We can compose our two nodes with a Sequence object and create a tree from the result as follows:

root_node = dendron.controls.Sequence("think_then_talk", [
    chat_node,
    speech_node
])

tree = dendron.BehaviorTree("talker_tree", root_node)

Both Sequence and Fallback reside in dendron.controls. A control node is like an action node in that its first argument is a string name. But the second argument to a control node is a list of children. The children are ticked in the order they are given in the constructor. You can also add children dynamically to a control node after it is constructed. See the ControlNode documentation for details.

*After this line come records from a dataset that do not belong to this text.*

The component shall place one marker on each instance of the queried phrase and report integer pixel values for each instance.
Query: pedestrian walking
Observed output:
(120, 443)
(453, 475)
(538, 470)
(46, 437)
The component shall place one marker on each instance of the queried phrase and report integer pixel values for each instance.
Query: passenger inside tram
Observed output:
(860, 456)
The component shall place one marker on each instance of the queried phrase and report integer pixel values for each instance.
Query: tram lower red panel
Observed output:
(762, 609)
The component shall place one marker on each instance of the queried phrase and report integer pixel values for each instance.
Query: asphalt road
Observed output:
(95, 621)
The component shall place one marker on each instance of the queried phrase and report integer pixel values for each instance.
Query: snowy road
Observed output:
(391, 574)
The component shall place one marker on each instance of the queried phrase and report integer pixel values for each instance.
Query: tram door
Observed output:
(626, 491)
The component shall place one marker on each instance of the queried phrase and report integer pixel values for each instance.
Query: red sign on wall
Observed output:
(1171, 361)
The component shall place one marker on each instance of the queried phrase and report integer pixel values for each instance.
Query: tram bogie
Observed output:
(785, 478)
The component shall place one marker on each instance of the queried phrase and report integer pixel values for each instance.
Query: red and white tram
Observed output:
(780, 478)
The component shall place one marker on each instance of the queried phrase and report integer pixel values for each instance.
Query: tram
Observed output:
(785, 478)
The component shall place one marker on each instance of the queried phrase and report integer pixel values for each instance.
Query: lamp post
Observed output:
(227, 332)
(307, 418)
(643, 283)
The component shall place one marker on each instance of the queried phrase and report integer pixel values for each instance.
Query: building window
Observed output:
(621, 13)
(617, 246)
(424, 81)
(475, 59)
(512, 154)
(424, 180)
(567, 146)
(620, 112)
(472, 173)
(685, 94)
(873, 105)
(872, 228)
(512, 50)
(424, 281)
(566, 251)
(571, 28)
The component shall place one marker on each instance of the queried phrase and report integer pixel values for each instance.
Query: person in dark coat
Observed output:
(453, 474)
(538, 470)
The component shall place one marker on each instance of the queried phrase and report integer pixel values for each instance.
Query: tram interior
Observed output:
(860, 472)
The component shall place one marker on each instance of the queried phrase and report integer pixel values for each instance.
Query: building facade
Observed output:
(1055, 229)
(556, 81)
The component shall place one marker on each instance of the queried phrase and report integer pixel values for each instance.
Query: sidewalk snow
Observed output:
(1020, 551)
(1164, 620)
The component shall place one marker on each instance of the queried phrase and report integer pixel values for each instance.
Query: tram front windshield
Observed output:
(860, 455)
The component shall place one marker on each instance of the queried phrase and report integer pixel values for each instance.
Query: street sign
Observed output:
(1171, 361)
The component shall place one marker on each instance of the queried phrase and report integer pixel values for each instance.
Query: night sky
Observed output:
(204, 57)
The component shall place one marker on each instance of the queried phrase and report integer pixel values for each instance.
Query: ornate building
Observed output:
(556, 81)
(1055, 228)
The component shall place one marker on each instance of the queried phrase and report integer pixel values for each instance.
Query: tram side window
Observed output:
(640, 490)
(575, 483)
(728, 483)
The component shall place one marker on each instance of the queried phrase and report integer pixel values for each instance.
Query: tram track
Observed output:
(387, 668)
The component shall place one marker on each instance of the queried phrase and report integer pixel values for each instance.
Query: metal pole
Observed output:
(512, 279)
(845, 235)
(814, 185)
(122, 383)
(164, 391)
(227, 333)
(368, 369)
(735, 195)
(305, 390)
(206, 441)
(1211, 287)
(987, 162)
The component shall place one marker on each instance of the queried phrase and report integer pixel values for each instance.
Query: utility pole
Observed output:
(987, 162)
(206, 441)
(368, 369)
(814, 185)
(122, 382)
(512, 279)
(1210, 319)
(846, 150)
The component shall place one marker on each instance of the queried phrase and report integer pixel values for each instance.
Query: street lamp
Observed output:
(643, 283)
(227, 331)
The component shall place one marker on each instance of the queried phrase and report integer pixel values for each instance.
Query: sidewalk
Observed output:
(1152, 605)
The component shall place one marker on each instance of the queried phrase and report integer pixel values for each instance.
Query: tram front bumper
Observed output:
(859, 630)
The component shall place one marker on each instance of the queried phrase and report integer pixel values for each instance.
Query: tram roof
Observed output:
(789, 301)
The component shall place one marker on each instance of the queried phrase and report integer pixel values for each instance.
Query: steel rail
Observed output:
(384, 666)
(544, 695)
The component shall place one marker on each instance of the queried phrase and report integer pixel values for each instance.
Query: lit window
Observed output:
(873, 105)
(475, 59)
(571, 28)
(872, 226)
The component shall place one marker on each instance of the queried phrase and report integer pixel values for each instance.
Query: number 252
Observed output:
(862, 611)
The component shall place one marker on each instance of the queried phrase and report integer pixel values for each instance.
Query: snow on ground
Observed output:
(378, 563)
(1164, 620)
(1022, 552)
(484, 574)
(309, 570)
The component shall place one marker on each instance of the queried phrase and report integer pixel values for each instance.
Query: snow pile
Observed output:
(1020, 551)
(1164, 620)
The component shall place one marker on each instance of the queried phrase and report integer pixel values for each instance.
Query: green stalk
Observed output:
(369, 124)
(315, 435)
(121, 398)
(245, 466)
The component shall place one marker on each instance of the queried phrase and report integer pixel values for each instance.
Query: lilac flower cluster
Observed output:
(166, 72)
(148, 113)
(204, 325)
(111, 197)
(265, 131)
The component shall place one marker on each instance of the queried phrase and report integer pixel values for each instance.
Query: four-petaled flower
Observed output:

At this point our tree is ready for use. We can visually represent the tree as follows:

The Sequence node is represented by a rightward pointing arrow; this is standard in much of the behavior tree literature. The children of a control node should be read from left to right to understand the sequencing. The dark circle indicates the root. In this case calling the tick function will send a tick signal to the think_then_talk node first. This node will in turn first tick chat_node, and if chat_node returns NodeStatus.SUCCESS then think_then_talk will subsequently tick speech_node. This is precisely the behavior we wanted, and how we set up the flow of data through tree.blackboard.

Tip

This is the first time we have had to connect two nodes via a blackboard. It can be very helpful to think about blackboard state and tick operations in terms of pre-conditions and post-conditions. For each TreeNode that needs to communicate with other nodes, ask what state it requires from the blackboard to run its tick operation (pre-conditions) and what state it ensures will hold in the blackboard after its tick operation completes (post-conditions). I have found it helpful to "work backwards" from the end of a tree's tick logic to the beginning.

The Chat Loop

Our agent is now ready to talk to us. Since we're still managing the chat state outside our behavior tree, you'll find that the logic is quite similar to the previous part:

chat = []

while True:
    input_str = input("Input: ")
    chat.append({"role": "GPT4 Correct User", "content" : input_str})
    tree.blackboard["in"] = chat
    tree.tick_once()
    print("Output: ", tree.blackboard["out"][-1]["content"])
    if "Goodbye" in tree.blackboard["out"][-1]["content"]:
        break

If you've gotten to this point, congratulations! You have built a local chat agent that can talk to you. Not quite C-3PO, but I'd say pretty remarkable nonetheless.

Conclusion

If you run our agent now, you'll find that you can type your end of the chat, but the agent speaks! Amazing. But if you play with this agent long enough, you'll find that its TTS capabilities are ... sometimes mixed. This appears to be common among neural TTS systems: they struggle with long outputs. If you play with the model long enough, you'll find that even with a limit on its output chat_node often generates strings that speech_node cannot speak. We'll see one way to (mostly) solve this problem in part 3. But before we do that, we need to learn a powerful pattern in behavior tree design, which we'll introduce in the next part by moving the chat management logic into our behavior tree.